Setelah mendarat di Planet Merah pada 1976, wahana antariksa Viking milik NASA kemungkinan mengambil sampel bentuk kehidupan yang bersembunyi di dalam bebatuan Mars.

ADVERTISEMENT

SCROLL TO CONTINUE WITH CONTENT

Jika bentuk kehidupan ekstrem ini ada dan terus ada, tulis Schulze-Makuch dalam artikelnya di Big Think, eksperimen yang dilakukan oleh para pendarat mungkin telah membunuh mereka sebelum mereka teridentifikasi, karena pengujian tersebut akan "membuat mikroba potensial ini kewalahan."

Namun, ahli lain berbeda pendapat mengenai apakah klaim baru ini hanya fantasi yang mengada-ada atau sebuah penjelasan yang menarik untuk beberapa eksperimen di masa lalu yang membingungkan.

Sculze-Makuch mengakui bahwa teorinya adalah "dugaan yang mungkin dianggap provokatif oleh sebagian orang". Tapi mikroba serupa hidup di Bumi dan secara hipotetis bisa hidup di Planet Merah, jadi mereka tidak bisa diabaikan, mengutip Live Science, Kamis (7/9). 

Eksperimen Viking

Masing-masing wahana antariksa Viking, yaitu Viking 1 dan Viking 2 melakukan empat eksperimen di Mars, yakni percobaan spektrometer massa kromatografi gas (GCMS) yang mencari senyawa organik atau yang mengandung karbon, di tanah Mars.

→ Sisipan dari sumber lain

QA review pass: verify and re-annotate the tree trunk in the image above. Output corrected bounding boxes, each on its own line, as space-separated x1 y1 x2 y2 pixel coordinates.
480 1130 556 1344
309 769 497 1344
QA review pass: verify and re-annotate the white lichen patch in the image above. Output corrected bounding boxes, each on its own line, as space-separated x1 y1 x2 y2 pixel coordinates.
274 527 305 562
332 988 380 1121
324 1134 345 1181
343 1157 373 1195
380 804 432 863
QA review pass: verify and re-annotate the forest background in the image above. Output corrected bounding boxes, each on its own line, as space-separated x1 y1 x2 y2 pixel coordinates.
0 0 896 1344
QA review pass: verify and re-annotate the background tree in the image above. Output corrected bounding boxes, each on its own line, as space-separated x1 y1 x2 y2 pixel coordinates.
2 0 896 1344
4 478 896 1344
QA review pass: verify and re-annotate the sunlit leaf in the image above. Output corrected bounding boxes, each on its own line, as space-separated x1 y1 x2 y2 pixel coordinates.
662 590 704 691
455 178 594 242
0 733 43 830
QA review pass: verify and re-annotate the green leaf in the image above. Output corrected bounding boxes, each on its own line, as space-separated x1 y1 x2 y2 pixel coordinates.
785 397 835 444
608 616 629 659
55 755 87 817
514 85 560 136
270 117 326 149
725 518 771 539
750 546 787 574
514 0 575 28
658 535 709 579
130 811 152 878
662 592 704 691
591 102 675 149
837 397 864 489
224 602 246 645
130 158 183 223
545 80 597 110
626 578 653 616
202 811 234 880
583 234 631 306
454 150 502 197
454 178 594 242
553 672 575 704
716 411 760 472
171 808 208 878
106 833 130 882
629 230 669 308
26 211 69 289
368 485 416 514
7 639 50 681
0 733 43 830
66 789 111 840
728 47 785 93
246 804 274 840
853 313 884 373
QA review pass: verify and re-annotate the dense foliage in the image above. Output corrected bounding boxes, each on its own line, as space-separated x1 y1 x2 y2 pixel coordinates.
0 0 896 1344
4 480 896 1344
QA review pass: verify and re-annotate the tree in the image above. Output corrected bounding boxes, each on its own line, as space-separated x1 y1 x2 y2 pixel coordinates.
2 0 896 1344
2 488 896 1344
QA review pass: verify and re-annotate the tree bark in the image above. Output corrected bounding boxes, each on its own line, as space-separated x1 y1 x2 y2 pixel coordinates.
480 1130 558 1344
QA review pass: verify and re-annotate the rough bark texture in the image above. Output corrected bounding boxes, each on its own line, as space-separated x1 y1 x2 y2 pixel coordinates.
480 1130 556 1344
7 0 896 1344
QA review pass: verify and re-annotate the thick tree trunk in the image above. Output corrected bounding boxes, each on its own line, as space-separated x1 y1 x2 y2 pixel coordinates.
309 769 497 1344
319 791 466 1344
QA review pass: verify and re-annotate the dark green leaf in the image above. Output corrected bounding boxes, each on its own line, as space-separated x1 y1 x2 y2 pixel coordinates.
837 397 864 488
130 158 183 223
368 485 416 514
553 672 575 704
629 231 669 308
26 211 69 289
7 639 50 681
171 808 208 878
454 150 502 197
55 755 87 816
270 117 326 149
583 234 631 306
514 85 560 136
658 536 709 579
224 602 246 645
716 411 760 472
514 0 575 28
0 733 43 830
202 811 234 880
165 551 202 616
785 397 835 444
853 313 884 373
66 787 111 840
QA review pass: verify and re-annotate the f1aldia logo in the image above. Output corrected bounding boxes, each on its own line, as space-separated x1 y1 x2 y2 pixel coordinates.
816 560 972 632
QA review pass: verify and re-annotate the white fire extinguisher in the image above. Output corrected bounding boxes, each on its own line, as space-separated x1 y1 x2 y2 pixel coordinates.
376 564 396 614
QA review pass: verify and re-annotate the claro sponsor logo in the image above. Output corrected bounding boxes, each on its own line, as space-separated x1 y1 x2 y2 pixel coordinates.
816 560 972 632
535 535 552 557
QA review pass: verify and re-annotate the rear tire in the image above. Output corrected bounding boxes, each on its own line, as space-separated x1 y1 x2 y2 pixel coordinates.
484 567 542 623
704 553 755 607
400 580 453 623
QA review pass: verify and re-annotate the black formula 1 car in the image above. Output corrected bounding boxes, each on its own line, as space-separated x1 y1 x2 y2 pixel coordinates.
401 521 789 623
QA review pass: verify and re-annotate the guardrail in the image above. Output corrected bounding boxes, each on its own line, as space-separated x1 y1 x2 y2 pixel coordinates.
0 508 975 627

Kemudian, eksperimen pelepasan molekul berlabel, yang menguji metabolisme dengan menambahkan nutrisi yang dilacak secara radioaktif ke dalam tanah.

Ada pula percobaan pelepasan pirolitik (penguraian senyawa kimia dengan suhu tinggi), yang menguji fiksasi karbon oleh organisme fotosintesis potensial.

Terakhir, percobaan pertukaran gas, yang menguji metabolisme dengan memantau bagaimana gas-gas yang dikenal sebagai kunci kehidupan (seperti oksigen, karbon dioksida, dan nitrogen) berubah di sekitar sampel tanah yang terisolasi.

Hasil eksperimen Viking itu membingungkan banyak ilmuwan sejak saat itu. Eksperimen pelepasan berlabel dan pelepasan pirolitik menghasilkan beberapa hasil yang mendukung gagasan kehidupan di Mars.

Bahwa, dalam dua eksperimen tersebut, perubahan kecil pada konsentrasi beberapa gas mengisyaratkan semacam metabolisme sedang berlangsung.

Disitat dari Big Think, GCMS juga menemukan beberapa jejak senyawa organik terklorinasi, tetapi pada saat itu, para ilmuwan misi meyakini senyawa-senyawa tersebut merupakan kontaminasi dari produk pembersih yang digunakan di Bumi.

Namun, percobaan pertukaran gas, yang dianggap paling penting dari keempat percobaan tersebut, memberikan hasil negatif, sehingga sebagian besar ilmuwan pada akhirnya menyimpulkan bahwa Viking tidak mendeteksi kehidupan di Mars.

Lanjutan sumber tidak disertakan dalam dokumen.